Viver para contar: A última palavra

O piloto exclamou «Jesus» quando percebeu que a falta de gasolina impedi-lo-ia de sobrevoar o morro onde o avião veio a cair

Apesar de gostar de futebol, nunca tinha ouvido falar em tal clube: Associação Chapecoense de Futebol. Nem sequer da cidade onde nasceu: Chapecó. E, como eu, haverá muita gente que ouviu pela primeira vez o nome do clube depois do acidente terrível onde a equipa sucumbiu.

Confesso que nunca me senti à vontade dentro de um avião. Suspendo instintivamente a respiração na altura da descolagem e só volto a respirar quando o aparelho ganhou uma boa altura.

Disse-me um dia o presidente da TAP, Fernando Pinto, que se eu fizesse uma experiência num simulador de voo perderia definitivamente o medo, pois veria que é praticamente impossível um avião cair. Numa aeronave, todos os mecanismos são em duplicado: se falhar um, há outro para o substituir. E, de facto, o número de desastres aéreos é reduzidíssimo. Com milhões de aviões no ar, a quantidade de acidentes é surpreendentemente baixa. Mas basta um avião cair, com toda a carga emocional e dramática que isso envolve, para as pessoas terem medo. 

O meu receio de andar de avião coexiste com um enorme fascínio por aviões. Passo todos os dias na Segunda Circular, em Lisboa, e fico encantado sempre que vejo à minha frente um daqueles monstros com asas a sobrevoar baixinho a avenida, prestes a aterrar. É um momento soberbo. 

E sempre que um avião cai quero saber o que se passou, o que correu mal.

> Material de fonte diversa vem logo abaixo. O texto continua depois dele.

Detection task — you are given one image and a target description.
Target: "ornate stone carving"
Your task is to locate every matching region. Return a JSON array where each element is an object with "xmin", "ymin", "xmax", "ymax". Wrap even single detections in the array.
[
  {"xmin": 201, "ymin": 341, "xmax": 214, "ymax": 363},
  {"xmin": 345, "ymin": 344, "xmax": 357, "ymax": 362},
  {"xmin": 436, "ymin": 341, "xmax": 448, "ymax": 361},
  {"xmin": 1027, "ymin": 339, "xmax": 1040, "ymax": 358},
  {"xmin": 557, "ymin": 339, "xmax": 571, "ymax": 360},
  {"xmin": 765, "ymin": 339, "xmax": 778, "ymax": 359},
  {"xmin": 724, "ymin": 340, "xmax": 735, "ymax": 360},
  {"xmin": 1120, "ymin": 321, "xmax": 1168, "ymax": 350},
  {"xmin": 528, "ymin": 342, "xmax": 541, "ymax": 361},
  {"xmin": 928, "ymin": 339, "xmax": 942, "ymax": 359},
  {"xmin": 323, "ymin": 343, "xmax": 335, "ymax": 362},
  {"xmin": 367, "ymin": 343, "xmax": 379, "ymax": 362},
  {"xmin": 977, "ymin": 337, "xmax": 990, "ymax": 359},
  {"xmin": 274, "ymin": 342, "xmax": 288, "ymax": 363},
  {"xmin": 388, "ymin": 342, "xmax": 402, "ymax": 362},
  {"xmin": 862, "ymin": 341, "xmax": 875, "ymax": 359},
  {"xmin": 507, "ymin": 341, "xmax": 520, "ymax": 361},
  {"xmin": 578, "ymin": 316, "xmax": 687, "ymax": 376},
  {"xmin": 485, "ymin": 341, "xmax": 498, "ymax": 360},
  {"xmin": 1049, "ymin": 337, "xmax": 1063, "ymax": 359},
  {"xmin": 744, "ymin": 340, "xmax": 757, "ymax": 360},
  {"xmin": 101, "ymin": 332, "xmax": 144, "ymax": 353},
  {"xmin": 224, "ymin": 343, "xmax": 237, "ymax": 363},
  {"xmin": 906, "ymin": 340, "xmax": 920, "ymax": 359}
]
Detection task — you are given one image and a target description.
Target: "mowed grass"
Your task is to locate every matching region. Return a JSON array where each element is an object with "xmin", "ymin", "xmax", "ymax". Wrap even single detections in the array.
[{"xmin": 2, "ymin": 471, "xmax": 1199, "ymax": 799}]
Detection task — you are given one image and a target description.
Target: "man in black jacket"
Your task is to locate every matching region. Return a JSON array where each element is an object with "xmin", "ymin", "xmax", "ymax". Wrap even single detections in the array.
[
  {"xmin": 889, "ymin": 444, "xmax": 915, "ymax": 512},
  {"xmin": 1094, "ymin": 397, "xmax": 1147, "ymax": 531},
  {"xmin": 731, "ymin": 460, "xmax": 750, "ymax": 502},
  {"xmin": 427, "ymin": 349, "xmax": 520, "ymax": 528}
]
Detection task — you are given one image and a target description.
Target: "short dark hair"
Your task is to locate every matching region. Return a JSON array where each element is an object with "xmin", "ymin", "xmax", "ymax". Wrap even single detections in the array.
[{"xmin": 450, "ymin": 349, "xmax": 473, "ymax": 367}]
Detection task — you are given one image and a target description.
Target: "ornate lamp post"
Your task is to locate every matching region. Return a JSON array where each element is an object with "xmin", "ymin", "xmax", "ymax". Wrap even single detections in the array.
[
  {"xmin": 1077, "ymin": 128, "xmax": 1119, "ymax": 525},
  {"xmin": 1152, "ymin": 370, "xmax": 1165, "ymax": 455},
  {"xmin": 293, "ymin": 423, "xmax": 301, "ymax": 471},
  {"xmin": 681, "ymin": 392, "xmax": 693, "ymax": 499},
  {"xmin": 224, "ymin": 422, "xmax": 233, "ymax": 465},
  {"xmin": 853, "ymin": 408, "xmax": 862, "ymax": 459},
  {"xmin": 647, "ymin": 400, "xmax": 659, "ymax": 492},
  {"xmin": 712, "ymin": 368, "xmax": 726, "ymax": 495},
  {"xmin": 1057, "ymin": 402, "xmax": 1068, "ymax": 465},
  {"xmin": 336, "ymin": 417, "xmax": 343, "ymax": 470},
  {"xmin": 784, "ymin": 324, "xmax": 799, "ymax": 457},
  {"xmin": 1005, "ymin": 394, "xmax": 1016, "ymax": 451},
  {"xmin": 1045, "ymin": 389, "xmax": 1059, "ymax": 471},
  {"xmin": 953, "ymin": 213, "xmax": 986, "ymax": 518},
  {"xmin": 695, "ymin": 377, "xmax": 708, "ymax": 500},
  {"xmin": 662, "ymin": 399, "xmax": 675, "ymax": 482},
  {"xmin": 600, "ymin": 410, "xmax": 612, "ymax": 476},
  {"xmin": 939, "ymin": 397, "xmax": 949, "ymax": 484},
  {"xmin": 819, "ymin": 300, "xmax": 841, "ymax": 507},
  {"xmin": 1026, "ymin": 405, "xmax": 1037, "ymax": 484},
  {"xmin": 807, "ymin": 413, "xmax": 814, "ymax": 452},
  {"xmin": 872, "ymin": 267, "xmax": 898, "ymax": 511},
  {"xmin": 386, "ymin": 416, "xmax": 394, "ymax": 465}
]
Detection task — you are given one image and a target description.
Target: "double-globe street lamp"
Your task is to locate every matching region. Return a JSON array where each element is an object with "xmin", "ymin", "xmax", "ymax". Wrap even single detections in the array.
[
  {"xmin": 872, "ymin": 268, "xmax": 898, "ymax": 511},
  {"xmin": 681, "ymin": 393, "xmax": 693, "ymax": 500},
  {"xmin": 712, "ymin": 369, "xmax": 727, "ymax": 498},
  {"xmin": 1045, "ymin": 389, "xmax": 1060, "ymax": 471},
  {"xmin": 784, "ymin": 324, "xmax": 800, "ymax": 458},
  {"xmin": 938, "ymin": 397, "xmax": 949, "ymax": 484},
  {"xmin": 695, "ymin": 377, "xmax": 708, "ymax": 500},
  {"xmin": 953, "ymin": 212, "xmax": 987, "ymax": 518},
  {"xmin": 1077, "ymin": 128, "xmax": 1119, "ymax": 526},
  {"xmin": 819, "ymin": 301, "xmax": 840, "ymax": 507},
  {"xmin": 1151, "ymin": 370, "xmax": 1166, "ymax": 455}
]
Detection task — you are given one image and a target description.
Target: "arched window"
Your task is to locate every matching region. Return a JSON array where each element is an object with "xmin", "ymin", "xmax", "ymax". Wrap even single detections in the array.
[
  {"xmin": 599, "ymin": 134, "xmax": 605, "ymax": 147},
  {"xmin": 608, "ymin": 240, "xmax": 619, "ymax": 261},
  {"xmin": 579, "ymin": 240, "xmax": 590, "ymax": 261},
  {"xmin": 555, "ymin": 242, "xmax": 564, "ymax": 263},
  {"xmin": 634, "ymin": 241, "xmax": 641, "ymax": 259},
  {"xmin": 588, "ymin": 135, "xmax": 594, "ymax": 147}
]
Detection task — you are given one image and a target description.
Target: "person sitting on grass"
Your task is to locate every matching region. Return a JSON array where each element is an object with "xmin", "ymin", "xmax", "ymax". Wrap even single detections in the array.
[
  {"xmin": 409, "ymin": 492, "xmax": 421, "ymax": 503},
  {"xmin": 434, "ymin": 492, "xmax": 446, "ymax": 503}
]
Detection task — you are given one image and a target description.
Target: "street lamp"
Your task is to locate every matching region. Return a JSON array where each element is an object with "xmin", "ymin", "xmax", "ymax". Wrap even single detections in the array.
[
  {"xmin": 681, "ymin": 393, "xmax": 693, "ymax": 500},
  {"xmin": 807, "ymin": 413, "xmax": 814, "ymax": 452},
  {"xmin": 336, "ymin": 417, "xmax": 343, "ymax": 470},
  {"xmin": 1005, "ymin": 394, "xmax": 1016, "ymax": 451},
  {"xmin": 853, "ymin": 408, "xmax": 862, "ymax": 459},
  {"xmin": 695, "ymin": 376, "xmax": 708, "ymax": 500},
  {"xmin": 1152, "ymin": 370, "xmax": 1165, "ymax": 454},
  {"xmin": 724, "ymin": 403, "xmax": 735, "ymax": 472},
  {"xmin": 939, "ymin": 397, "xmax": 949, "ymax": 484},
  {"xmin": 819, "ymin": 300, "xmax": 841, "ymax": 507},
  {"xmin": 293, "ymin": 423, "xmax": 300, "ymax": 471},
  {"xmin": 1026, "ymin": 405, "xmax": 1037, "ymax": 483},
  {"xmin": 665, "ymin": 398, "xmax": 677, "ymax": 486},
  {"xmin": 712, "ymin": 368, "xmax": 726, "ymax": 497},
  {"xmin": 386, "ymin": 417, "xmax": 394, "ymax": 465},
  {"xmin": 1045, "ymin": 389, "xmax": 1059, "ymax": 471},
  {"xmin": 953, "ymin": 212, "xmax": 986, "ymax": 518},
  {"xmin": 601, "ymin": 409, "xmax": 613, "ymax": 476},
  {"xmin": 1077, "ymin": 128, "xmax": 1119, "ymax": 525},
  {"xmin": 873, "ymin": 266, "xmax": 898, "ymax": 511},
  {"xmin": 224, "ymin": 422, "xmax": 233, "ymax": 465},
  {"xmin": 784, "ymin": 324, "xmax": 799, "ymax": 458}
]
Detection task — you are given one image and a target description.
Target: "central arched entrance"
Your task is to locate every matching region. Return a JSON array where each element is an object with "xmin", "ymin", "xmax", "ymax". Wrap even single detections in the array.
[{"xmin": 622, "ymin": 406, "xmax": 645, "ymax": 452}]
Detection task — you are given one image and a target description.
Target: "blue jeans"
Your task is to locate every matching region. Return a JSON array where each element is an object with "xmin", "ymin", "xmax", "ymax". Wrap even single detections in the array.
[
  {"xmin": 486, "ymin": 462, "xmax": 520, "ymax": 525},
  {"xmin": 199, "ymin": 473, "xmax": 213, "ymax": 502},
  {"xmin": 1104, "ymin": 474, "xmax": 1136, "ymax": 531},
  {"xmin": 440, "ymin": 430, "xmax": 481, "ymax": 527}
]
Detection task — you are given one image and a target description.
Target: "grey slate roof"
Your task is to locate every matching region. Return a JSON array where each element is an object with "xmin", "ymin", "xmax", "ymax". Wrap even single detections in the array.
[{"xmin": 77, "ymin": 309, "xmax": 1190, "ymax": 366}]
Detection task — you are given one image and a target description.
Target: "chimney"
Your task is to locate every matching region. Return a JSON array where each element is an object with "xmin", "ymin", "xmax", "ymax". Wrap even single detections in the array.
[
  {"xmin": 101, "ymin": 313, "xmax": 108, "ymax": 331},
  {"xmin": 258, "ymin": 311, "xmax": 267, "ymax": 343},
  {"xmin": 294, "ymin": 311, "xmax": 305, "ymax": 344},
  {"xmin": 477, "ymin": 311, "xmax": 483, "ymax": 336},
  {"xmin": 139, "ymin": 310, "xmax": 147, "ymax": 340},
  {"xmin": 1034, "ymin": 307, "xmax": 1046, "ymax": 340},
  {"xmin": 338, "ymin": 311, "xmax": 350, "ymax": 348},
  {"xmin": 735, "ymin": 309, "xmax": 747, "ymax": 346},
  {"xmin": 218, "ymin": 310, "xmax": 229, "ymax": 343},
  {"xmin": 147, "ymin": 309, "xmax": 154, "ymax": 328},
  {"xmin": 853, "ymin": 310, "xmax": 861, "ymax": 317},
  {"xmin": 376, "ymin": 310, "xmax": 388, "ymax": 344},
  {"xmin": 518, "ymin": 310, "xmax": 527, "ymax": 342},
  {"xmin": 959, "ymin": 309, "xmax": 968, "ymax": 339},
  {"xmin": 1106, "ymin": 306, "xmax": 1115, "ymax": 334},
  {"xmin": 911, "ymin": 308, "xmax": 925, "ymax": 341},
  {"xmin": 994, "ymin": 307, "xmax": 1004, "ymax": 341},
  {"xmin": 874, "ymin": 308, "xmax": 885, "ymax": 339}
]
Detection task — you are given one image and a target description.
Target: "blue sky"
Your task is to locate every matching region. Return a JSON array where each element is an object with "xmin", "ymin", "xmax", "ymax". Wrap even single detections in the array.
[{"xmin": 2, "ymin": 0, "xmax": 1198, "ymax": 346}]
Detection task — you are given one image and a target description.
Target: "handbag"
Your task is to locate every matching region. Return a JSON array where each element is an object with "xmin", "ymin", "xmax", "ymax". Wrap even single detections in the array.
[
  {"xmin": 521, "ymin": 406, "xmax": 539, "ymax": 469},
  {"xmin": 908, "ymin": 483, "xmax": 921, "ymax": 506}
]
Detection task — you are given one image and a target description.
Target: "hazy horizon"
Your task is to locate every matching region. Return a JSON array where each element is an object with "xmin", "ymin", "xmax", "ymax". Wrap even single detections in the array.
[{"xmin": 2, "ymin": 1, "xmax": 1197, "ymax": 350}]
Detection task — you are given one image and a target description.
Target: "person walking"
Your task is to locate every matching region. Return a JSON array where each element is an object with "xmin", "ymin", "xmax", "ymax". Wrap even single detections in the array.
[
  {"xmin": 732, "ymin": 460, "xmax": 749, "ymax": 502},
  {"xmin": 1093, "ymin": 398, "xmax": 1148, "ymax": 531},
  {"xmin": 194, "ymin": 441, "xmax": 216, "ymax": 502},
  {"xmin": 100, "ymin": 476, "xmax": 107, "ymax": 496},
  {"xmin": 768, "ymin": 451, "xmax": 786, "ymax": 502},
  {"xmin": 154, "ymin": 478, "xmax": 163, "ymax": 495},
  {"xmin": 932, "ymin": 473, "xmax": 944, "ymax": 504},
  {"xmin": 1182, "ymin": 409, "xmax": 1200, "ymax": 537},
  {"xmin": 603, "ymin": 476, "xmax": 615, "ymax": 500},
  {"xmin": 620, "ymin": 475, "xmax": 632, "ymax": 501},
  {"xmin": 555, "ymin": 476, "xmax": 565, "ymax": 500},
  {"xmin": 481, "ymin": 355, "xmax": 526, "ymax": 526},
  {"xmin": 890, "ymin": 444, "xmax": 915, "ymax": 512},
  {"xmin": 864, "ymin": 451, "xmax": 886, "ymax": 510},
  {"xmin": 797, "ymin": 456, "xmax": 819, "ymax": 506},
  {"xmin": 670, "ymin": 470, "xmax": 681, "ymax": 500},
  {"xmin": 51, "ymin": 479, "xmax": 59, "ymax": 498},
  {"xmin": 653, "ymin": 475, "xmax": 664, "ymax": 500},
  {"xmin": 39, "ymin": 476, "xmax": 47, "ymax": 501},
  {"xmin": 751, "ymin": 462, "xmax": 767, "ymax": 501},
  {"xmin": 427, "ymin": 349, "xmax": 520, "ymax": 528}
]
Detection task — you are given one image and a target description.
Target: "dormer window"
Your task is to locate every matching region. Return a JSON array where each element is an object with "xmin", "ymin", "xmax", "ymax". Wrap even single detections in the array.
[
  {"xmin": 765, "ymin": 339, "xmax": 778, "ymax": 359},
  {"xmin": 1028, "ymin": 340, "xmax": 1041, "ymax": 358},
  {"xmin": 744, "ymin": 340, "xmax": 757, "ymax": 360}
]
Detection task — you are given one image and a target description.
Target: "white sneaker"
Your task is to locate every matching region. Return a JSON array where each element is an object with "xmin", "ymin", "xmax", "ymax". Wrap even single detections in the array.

Ora, nunca me tinha deparado com um caso parecido com este que atingiu o Chapecoense.

Em primeiro lugar, o dono da companhia (a Lamia, que julgo dever ler-se La Mia – A Minha – e não Lâmia) era simultaneamente o presidente da administração… e o piloto do avião! Ora, os dois cargos nunca deveriam coincidir numa mesma pessoa. Porquê? Porque o presidente de uma companhia quer maximizar o lucro, quer reduzir as despesas ao mínimo – e quando a situação financeira é difícil, como seria o caso, é capaz de fazer todas as loucuras para salvar a empresa. Já vivi de perto situações dessas e sei do que falo. 

Essa circunstância foi decisiva para a tragédia. Na verdade, a que se deveu a falta de combustível que levou à queda do aparelho? A uma distração? A uma falha técnica? A um derrame? Não: deveu-se a uma decisão do piloto, que resolveu arriscar pensando que aquele combustível lhe permitiria chegar ao destino – embora à tangente. 

Só que teve azar: à sua frente atravessou-se outro avião com problemas. E o que fez o piloto? Alertou a torre de controlo para a gravidade da sua situação? Não: decidiu arriscar segunda vez e atrasar a comunicação. Porquê? Porque o reconhecimento da falta de combustível acarretaria uma multa pesada e possivelmente uma suspensão da companhia. O próprio piloto poderia ser punido pelas autoridades. E a empresa não estava em situação de aguentar sanções. 

Por isso só em desespero o piloto comunicou a falta de combustível. Ainda assim, poderia ter tido sorte: lembro-me da história de um avião que aterrou nos Açores depois de ter andado 200 ou 300 km sem gasolina, a planar.

Talvez este piloto pensasse que também poderia fazê-lo. Na conversa com a «señorita» do controle de tráfego aéreo, o piloto arrasta a conversa sem dar mostras de pânico. Só a certa altura exclama: «Jesus!». E cala-se para sempre. 

Na gravação não se ouve qualquer impacto. Por isso, esta exclamação não se terá devido ao embate na montanha – mas, possivelmente, ao facto de piloto se ter apercebido da existência de uma barreira intransponível à sua frente. 

Tanto quanto sabemos, a aeronave bateu com uma asa no cimo de um morro, deu uma cambalhota e acabou por se despenhar na outra vertente, onde se imobilizou. Ora, o piloto pode ter exclamado «Jesus» quando viu que não poderia sobrevoar o morro; a falta de gasolina impedi-lo-ia de tentar voltar a subir. 

Ou o avião conseguia ir a planar até ao aeroporto, ou encontrava um obstáculo na trajetória descendente e estava perdido. Terá sido o que aconteceu. 

Quando eu era jovem, também metia pouca gasolina de cada vez que abastecia o depósito do carro, porque tinha pouco dinheiro. Fiquei duas vezes parado e tive de ir de jerrycan na mão até à bomba mais próxima. Mas os carros andam com as rodas no chão – e o avião anda no ar, onde não há estações de serviço. 

Há tragédias inevitáveis. Mas esta só poderia mesmo acontecer numa companhia de vão de escada, onde o piloto era ao mesmo tempo presidente e dono da empresa.